3) That' just a silly thing to say. You have no idea what dumb people are. I went abroad and spent 3 months at a fashion school living with them.
4) You don't need a mall. And I'm a fashion major saying that.
5) Make friends with architects.
6) Haha you poor kids without DC++. The internet is pretty useful though---chances are you won't have cable even after you graduate. Nobody living in NYC under like 30 has cable.
7) Depends on your dorm. I lived in Mews...but hey that's college for you. Not many colleges have luxurious living accommodations.
8) Sure if you compare us to HYP...but compare us to hundreds of other schools and I think we're doing pretty well. I don't think Cornell students are at a disadvantage at all in terms of recruiting, plenty of kids work for major companies and as a senior I know lots of people with great job offers already.

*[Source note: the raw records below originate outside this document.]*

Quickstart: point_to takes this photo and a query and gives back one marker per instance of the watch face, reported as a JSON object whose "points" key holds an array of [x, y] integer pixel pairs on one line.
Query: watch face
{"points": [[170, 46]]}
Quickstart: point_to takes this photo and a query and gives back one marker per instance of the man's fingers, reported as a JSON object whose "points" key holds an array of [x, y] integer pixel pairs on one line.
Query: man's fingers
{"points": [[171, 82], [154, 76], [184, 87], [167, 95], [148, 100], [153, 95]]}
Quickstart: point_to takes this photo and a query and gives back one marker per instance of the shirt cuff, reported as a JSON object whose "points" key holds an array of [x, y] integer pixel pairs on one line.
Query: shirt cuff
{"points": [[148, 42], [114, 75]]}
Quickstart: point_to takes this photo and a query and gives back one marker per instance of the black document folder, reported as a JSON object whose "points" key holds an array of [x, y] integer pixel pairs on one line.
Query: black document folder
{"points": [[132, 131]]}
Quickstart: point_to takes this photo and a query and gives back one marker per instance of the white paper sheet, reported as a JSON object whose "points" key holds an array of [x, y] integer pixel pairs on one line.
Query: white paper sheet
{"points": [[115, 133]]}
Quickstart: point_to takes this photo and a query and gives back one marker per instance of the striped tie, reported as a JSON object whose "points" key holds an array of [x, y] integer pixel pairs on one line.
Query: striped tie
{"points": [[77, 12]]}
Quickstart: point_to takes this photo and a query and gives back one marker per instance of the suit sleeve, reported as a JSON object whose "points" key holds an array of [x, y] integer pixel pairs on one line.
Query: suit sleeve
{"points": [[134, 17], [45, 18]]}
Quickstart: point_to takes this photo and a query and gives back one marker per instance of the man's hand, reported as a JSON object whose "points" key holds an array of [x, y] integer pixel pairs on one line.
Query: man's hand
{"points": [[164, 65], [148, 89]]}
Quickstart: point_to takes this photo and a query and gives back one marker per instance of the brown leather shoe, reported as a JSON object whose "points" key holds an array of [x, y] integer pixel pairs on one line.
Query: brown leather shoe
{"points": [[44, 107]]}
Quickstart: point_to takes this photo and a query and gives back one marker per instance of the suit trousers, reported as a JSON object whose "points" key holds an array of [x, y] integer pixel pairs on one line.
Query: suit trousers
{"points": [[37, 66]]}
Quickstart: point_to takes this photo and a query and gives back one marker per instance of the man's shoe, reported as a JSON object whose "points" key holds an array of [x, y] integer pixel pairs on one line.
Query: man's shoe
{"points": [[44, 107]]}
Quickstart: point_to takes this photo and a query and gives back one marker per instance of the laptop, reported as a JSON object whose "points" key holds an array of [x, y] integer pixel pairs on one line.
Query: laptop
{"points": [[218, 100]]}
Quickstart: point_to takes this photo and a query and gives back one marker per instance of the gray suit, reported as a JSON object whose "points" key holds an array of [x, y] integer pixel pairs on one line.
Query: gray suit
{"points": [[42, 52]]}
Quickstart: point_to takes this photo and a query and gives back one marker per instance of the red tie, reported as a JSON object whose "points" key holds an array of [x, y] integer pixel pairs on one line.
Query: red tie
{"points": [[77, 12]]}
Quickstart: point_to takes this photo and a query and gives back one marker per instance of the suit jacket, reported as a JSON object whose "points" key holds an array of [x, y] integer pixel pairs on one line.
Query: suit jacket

Also, the lack of stuck-up eliteness is sometimes a good thing, makes for a much stronger community.
9) True, but I don't think this is a huge problem, I couldn't really care less. They're more selective than us, that's a fact
10) Wouldn't we all? Then again people say it builds character and that we'll appreciate it later in life because our jobs won't be nearly as hard as this school. Still waiting for that day...
11) Anywhere in the northeast is about the same. We might just have to walk more, but exercise is good for you!
Excellent points alamode! I don't know about making friends with architects if looking for a social life. There was one architect in my sorority and she never saw the light of day. The engineers made it to the parties at least!
I may be wrong, but I think we will see more mention of Cornell in the news as this NY Tech campus gets going. I look forward to watching how it unfolds.